叫びそうになったけど、リョウさんの毛皮に顔を押しつけて口を閉ざした。ここで叫んだら、絶対ガリさんに殺される。
「た……たた……たいそう、強い、そうだな。見たことも無い剣技、だったと、兵士たちが……」
皇帝が凄い、戸惑ってる、声。
なに? ガリさんなんて言った? あざむいた? 欺いた? 騙したのかってこと? なにをどうして?
ガリさんが右手を上げた。
「サル・シュ!」
叫びながらその右手の人指し指で、奥の皇帝を指さす。
ア……と言う間もない、って、本当だ。
リョウさんの後ろにいたサル・シュくんが、あんな、ところに……
馬で……
馬の前足で皇帝を向こうに蹴り倒して、
グシャッ……
また、リョウさんの背中で口をふさいだ。
息を止めて耳をふさいで、リョウさんの背中に妖精の羽があってガリさんがサル・シュくんのようにル・マちゃんのスカートめくりしてるところを思い浮かべる。

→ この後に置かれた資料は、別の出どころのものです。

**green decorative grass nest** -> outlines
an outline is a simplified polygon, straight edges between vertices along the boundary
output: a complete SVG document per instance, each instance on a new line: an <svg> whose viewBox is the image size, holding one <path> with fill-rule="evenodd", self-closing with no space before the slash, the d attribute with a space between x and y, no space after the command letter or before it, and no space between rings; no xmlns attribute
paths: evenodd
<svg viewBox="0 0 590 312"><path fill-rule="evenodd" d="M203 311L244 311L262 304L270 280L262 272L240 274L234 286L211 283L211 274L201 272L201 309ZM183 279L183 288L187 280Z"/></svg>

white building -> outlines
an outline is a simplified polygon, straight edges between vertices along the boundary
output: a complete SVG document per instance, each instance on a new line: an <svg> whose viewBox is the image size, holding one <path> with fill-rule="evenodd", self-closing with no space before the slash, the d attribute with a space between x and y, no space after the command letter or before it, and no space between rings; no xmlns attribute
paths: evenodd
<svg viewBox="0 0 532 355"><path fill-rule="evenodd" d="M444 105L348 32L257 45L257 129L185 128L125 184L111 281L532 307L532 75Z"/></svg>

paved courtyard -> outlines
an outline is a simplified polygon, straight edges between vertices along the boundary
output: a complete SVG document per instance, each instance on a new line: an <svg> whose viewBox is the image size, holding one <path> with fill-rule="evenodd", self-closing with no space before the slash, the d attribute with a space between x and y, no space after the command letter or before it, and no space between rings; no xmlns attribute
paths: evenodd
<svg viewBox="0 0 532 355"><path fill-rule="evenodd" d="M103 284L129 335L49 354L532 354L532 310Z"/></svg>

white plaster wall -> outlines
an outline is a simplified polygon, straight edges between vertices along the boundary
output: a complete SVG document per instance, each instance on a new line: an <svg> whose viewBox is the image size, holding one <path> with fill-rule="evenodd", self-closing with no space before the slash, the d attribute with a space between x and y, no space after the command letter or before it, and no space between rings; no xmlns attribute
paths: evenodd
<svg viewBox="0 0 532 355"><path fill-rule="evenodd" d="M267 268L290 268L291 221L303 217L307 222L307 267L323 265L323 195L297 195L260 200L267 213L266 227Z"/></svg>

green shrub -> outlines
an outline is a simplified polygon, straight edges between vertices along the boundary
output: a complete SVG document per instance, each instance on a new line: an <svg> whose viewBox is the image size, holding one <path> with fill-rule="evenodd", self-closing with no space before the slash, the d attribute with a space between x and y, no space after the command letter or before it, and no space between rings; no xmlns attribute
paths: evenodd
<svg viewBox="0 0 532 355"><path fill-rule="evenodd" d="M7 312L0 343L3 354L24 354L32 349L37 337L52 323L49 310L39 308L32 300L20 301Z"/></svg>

それがしぶいた血で塗りつぶされてく。私の想像力が現実に消されてく…………リョウさんの毛皮を噛みしめた。
まっっっずいっ!
あまりに不味すぎて怒りが沸いて、顔を 離した。大きく息を吸って、吐いて、リョウさんの肩からあっちを覗く。
奥の廊下に、武器を持った兵士がいたみたい。ミキサー掛けてるみたいな音がする。
キラ・シは鉄剣で、羅季は槍も剣も銅だから、音が違う。銅同士がガチャガチャぶつかってる音と、肉を切り裂く音しかしない。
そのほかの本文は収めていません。